His main argument was that under no circumstances should the war be discontinued on account of the “bad luck” that he had encountered. He said that if Tiberius should discontinue the war, it would lead to closer cooperation between Arminius in the northwest and Marbod in the southeast of Germania, who would then combine to attack Rome. Such a danger would have unforeseeable consequences for the Empire, therefore it had to be met with complete decisiveness and by all means available.

 

He said that from his own experience he had learned four important things.

 

In the first place, any campaign in Germania would have to be dependent on construction of secure roads or marching routes.

 

Secondly, the Germans could be defeated only in open terrain. Rome would never defeat them in impenetrable forests, mountains and marshes, where the legionnaries suffered more from attrition than from enemy action.

 

Thirdly, any military action or campaign should be ended in three months or less; and each soldier should be given provisions every 4 or 5 days -- the soldiers should not be required to carry more than that.
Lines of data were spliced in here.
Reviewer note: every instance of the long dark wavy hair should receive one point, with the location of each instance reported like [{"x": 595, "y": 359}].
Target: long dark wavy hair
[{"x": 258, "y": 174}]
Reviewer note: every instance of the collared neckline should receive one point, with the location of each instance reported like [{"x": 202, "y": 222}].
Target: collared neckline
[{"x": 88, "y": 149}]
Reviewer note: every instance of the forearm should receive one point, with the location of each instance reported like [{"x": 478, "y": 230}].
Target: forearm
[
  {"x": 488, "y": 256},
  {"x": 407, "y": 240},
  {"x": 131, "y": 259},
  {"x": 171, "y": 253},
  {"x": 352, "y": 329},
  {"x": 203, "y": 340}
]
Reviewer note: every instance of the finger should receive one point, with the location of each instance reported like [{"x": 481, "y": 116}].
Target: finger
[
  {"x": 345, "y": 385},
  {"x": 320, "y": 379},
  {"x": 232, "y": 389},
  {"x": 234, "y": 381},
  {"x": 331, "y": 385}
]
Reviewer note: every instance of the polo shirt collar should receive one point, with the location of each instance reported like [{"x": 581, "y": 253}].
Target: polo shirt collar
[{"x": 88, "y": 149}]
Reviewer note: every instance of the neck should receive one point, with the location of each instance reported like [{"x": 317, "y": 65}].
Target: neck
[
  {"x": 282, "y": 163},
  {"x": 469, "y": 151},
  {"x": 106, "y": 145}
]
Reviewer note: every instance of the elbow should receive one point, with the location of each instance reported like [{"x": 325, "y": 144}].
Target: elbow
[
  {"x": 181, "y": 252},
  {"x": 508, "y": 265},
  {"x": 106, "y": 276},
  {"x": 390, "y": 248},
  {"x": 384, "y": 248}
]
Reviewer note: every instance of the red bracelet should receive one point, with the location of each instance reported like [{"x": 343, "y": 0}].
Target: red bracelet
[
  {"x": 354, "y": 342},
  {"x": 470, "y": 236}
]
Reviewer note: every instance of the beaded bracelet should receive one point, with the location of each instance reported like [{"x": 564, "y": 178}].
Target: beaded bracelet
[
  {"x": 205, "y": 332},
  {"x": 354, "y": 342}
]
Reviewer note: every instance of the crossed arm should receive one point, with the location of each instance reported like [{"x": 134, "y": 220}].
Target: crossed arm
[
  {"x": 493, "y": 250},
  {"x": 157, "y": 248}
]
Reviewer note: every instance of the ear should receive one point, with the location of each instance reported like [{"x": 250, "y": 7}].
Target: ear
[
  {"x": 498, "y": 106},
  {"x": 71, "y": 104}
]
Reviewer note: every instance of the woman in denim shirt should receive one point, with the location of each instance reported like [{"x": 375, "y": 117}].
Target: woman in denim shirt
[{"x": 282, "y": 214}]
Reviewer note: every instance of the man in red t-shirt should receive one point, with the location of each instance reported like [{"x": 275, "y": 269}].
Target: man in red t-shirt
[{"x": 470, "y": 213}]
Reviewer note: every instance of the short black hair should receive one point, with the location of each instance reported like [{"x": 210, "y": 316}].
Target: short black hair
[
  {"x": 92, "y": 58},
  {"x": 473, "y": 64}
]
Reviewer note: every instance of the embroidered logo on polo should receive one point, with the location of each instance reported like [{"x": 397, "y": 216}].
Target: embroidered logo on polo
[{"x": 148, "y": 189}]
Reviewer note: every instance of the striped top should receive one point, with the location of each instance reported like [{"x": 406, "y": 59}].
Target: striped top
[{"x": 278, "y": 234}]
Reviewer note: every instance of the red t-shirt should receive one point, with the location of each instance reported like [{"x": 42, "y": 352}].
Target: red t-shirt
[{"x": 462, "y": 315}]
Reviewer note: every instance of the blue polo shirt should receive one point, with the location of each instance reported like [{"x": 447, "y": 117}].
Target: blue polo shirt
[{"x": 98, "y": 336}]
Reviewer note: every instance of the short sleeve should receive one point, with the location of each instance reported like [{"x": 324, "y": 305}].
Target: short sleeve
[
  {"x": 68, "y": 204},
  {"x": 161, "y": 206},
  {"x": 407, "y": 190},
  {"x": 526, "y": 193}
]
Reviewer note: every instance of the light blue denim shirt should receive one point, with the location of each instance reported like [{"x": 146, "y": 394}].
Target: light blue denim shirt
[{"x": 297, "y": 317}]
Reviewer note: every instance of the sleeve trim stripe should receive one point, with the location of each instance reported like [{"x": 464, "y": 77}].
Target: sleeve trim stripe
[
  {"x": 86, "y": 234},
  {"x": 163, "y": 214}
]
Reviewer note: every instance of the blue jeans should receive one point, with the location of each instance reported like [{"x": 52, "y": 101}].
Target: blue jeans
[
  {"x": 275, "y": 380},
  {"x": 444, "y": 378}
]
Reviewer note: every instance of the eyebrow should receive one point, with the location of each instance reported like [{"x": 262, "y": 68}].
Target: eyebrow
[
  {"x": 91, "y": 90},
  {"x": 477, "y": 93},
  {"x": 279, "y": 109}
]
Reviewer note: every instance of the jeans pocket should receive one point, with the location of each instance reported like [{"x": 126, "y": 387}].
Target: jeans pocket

This implied that in order to provision 90,000 men and 20,000 cavalry horses, the army would need a giant baggage train of 9,000 wagons with drivers and necessary escort as well as 17,000 draft horses and pack animals.

 

Footnote: Frontinus, a military historian who lived from 40-105, wrote in

DE RE MILITARI ROMANORUM: “The thing that most hinderd Drusus,

Tiberius and Germanicus on German soil was the problem of supply.”

 

Fourth, this excessively long supply train would be exposed to constant attacks, therefore the army’s supply line would constantly be endangered on the land route. He pointed out that overland transport depended on draft animals, and Gaul’s supply of hourses was exhausted.

 

For all these reasons he planned to solve the problem of transporting supplies by carrying them on ships on the rivers of Germania.

 

Proceeding from this consideration, Germanicus wanted to achieve a double effect this time: he wanted to go a step further and ship the entire army with all its weapons and heavy equipment by way of water. After all, he said, both mighty Caesar and mighty Tiberius, as well as Drusus, had transported infantry and cavalry by sea and river in similar fleets and had achieved success! This time, all the foregoing technical and nautical experiences of the preceding operations, especially construction of special ships, would be consistently studied and applied. In this way, powerful forces could penetrate deep into enemy country undetected, which would lessen attrition. The troops would arrive in the enemy’s homeland fresh and rested, not exhausted and weakened by bloody losses. In addition, the Romans would be able to wage war earlier in the year, since they would not have to wait until the muddy roads and pathways of north Germania were passable.

 

In order to accomplish all this, it would be necessary to build around 1,000 ships. There was no alternative. In addition, the fleet itself, merely through the unprecedented number of ships, would be a powerful demonstration of the power of the empire that would awe and terrify the Germans. With this innovative new plan, Germanicus intended to deliver a unique and annihilating surprise blow that Arminius and his army could not possibly survive.

 

Tiberius, a distinguished military leader who was familiar first hand with the Germans, and particularly experienced in naval operations, would not have agreed to such a stupendous construction project if he had not considered it very closely. He could not refute or ignore Germanicus’ arguments. If he could have foreseen the sad end of this huge fleet, he would most certainly have withheld his approval and financial support, and would have ordered his nephew to forego additional offensives in Germany.